Tracking the Progression of Heart Failure Using NLP

Language is always evolving, which is a challenge for researchers, particularly if they want to turn a decade of doctors’ free-text notes in Epic into discrete data to improve cardiac care. Mercy in St. Louis is tackling this problem with natural language processing, using it to smooth out the linguistic variation between clinical narratives into discrete, analyzable units that will help make better devices to treat heart failure.
To get the data, Mercy’s team needed to account for evolution. There “were standard ways of saying things internally in 2012 that had changed a couple of years later,” said Kerry Bonmarito, manager of data science at Mercy. For example, by 2014, the cardiac measurement called a QRS had become known as a QRSd.

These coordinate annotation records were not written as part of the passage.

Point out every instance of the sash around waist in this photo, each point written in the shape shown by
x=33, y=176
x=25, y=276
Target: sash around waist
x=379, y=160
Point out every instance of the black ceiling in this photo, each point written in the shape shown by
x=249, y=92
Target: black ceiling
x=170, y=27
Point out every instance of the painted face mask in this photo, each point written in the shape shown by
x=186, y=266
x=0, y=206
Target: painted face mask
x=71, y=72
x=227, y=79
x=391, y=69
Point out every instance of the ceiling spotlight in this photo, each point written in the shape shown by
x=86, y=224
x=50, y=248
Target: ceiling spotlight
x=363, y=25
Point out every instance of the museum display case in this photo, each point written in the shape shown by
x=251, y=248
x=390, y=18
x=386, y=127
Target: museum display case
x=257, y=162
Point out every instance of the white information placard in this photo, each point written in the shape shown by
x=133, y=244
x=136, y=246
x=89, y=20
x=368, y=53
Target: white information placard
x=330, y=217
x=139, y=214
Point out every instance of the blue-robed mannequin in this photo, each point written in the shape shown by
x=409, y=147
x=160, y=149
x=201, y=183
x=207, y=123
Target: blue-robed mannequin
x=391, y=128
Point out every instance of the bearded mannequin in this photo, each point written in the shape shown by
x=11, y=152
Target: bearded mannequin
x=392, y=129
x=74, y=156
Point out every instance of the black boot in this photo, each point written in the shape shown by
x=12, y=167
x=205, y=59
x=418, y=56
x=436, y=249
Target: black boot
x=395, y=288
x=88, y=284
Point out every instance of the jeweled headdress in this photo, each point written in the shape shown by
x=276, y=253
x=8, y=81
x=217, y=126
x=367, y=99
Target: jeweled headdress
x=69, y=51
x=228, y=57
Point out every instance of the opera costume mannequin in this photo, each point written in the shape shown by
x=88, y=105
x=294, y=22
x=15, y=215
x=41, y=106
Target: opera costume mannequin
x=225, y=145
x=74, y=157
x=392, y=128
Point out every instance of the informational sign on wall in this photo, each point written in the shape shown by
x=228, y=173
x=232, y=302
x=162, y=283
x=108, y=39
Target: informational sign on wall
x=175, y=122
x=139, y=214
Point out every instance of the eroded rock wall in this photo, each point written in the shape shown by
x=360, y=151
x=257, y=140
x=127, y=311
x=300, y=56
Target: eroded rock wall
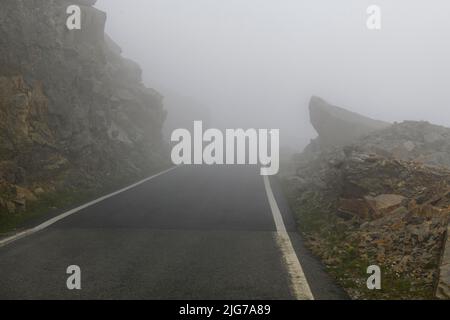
x=73, y=111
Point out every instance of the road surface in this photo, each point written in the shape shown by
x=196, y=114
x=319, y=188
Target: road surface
x=195, y=232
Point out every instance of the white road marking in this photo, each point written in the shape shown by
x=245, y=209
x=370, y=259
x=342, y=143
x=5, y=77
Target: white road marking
x=48, y=223
x=299, y=282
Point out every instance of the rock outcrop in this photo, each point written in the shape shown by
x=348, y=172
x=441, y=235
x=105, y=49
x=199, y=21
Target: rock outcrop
x=337, y=126
x=73, y=112
x=367, y=203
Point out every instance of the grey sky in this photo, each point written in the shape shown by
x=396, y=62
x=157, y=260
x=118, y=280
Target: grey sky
x=256, y=63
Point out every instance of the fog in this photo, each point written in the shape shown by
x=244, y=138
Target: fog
x=256, y=63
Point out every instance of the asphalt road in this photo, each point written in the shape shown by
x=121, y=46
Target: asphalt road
x=196, y=232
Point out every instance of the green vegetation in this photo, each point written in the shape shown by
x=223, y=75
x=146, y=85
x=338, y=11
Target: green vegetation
x=328, y=238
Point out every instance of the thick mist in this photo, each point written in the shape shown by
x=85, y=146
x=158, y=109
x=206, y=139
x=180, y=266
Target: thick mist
x=256, y=63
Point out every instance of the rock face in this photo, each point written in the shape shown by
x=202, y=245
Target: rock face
x=337, y=126
x=366, y=203
x=73, y=111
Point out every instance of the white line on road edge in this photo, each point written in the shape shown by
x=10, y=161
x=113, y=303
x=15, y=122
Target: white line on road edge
x=48, y=223
x=299, y=283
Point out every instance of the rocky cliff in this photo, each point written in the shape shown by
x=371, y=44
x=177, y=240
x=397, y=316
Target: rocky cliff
x=74, y=113
x=382, y=198
x=337, y=126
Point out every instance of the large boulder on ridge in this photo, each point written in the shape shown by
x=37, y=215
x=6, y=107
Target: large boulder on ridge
x=337, y=126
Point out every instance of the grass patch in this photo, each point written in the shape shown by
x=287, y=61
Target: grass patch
x=327, y=238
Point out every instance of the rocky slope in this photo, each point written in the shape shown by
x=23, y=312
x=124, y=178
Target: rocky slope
x=382, y=198
x=74, y=113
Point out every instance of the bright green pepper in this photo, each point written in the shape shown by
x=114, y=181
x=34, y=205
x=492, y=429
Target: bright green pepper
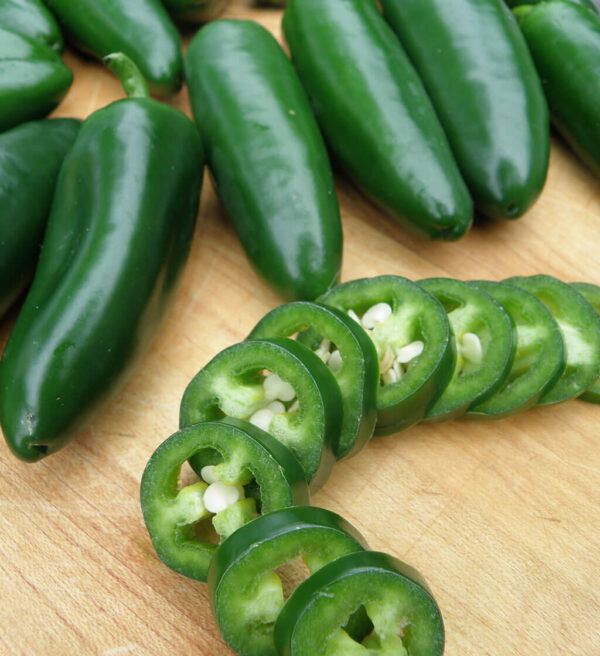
x=405, y=620
x=118, y=236
x=241, y=455
x=30, y=158
x=267, y=156
x=33, y=79
x=483, y=84
x=375, y=114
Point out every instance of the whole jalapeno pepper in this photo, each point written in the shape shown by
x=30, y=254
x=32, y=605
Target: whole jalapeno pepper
x=280, y=386
x=361, y=83
x=118, y=237
x=246, y=593
x=483, y=84
x=564, y=40
x=30, y=158
x=404, y=617
x=33, y=79
x=30, y=17
x=347, y=350
x=141, y=29
x=267, y=156
x=251, y=472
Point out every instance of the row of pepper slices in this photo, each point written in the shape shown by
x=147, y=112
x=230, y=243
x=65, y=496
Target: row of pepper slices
x=266, y=419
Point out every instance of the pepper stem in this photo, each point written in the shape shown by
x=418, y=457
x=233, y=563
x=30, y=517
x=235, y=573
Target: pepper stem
x=128, y=73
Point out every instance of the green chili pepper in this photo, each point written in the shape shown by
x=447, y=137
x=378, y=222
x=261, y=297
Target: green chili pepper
x=245, y=592
x=142, y=29
x=30, y=159
x=539, y=358
x=485, y=343
x=412, y=336
x=564, y=40
x=484, y=87
x=33, y=79
x=267, y=156
x=260, y=473
x=299, y=403
x=375, y=114
x=30, y=17
x=118, y=237
x=579, y=326
x=405, y=620
x=347, y=350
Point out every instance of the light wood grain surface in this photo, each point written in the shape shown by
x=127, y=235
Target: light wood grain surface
x=502, y=519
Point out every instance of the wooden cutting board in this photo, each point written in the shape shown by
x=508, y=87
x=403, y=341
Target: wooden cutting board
x=503, y=519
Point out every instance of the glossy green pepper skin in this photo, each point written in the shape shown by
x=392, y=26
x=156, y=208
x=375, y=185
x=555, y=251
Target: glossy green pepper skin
x=118, y=236
x=142, y=29
x=375, y=114
x=564, y=40
x=30, y=17
x=33, y=79
x=30, y=158
x=267, y=156
x=485, y=89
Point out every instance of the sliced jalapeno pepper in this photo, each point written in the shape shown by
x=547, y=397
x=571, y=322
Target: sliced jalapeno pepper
x=251, y=472
x=412, y=336
x=299, y=402
x=347, y=350
x=246, y=593
x=404, y=615
x=579, y=326
x=539, y=358
x=485, y=343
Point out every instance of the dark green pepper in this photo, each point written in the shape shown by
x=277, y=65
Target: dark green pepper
x=33, y=79
x=404, y=618
x=246, y=462
x=142, y=29
x=30, y=158
x=267, y=156
x=375, y=114
x=118, y=236
x=484, y=87
x=30, y=17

An Epic community member since 2008, Mercy can draw on a deep well of electronic notes. The data they’ve collected can improve treatment by giving them a more detailed picture of “the progression of heart failure, how symptoms change over time,” Bonmarito said. Understanding this can help Mercy’s cardiologists improve treatment, and sharing the data with a cardiac device manufacturer multiplies the benefit by helping them improve design.
Mark Dunham, director of data engineering and analytics at Mercy, sees great potential for NLP to improve the data that drives better patient care. Is it possible, he asks, to push back the edges of narrative notes “and color in around the edges where we could get better-quality data?” The results of this project suggest it is. “We’re just scratching the surface of what we can do with this.”